But I just watered that houseplant
How to solve houseplant watering problems.
It's a fairly common scenario: You notice that the soil of a houseplant is bone dry when you just gave it a big drink of water the day before. What's wrong?
There are several possible causes, one of which almost never occurs to home gardeners. But first, the easy answers:
Did you actually use enough water? You know you have when you see water dripping into the saucer beneath the pot. If there's none there after several minutes, you need to water more.
Second is that the plant is rootbound -- which means the root system is much too large for the amount of soil -- and absorbs all the moisture practically instantly and then needs more. This usually occurs with plants you've grown in the same pot a long time and those you've just bought.
How do you tell if a plant is rootbound? Check the hole in the bottom of the container to see if roots are visible. Also, when the soil is dry, carefully remove the plant from its pot and look to see if the surface of the soil covered with roots growing around and around the root ball. If the plant is rootbound, repot it.

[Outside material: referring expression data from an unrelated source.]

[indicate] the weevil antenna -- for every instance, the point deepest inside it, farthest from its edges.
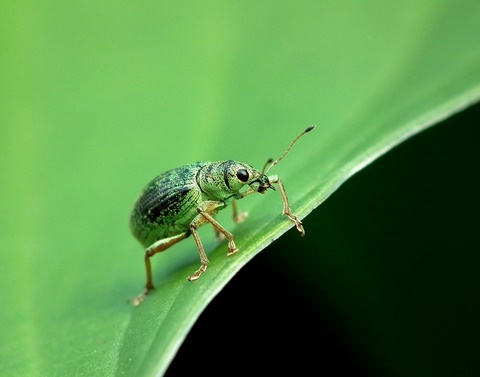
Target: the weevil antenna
(288, 150)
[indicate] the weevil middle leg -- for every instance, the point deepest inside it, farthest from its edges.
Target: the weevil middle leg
(205, 214)
(238, 217)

But what if neither of those causes seems to apply to your situation? You water and quickly see that water show up in the saucer, but the next day the soil feels dry again.
A common reason is that the potting mix has dried out and isn't absorbing the water. Most commercial potting mixes contain peat, which holds water well once it has been moistened, but -- as everyone who works with sphagnum peat outdoors knows -- is difficult to wet the first time.

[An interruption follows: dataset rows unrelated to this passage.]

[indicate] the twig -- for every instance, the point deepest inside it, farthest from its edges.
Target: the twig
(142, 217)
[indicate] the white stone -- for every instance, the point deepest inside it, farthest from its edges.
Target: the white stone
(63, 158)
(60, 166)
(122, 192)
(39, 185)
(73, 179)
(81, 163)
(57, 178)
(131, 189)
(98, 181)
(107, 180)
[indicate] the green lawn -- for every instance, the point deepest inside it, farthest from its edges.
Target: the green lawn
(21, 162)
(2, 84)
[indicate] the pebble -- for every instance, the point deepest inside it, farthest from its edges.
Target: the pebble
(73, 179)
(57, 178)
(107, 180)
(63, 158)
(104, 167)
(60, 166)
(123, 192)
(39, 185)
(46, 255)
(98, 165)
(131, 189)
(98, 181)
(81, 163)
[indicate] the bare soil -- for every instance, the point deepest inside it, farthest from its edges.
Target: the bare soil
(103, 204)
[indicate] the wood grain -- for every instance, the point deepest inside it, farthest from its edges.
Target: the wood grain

What that means in potting soil is that if the peat is allowed to dry out at some point (you went on vacation, you forgot to water on a regular schedule), it won't absorb water readily from then on; the water just runs down the sides of the pot into the saucer.
If you think this is your problem, there are several ways to moisten the potting mixture again so it will work as it's supposed to.
If the plant is in an 8-inch pot or smaller, fill a bucket or tub with lukewarm water. Then, holding your hand over the top of the soil at the base of the plant (to prevent the soil from washing away), immerse the plant, pot and all, until the water stops bubbling. Then take care not to let it dry out completely again
Obviously that won't work with most houseplants in big pots. There you have to use a surfactant or wetting agent to get the soil to absorb water. Surfactants can be bought at nurseries and home stores, but liquid dishwashing liquid (Joy, Ivory, etc.) works just fine.
The main thing is to not overdo the detergent -- that can harm the plant. The usual recommendation is a few drops per gallon of lukewarm water. I'd say not more than 1/4 teaspoon. Slowly pour this over the soil, trying to wet all portions of the surface. (As much as possible, stay away from the edges of the pot, because that water will run straight through and not be absorbed.)
Sometimes that works right away, but occasionally you may have to repeat the procedure several times over a few hours for all of the soil mixture to finally stop repelling water. (Be sure to remove the excess water from the saucer each time.) But it does do the trick.
Two final notes: If you read the bags of the potting soils you buy, you'll find that some already contain wetting agents to prevent just this type of problem, so that can be another solution if this is a perennial problem with your houseplants.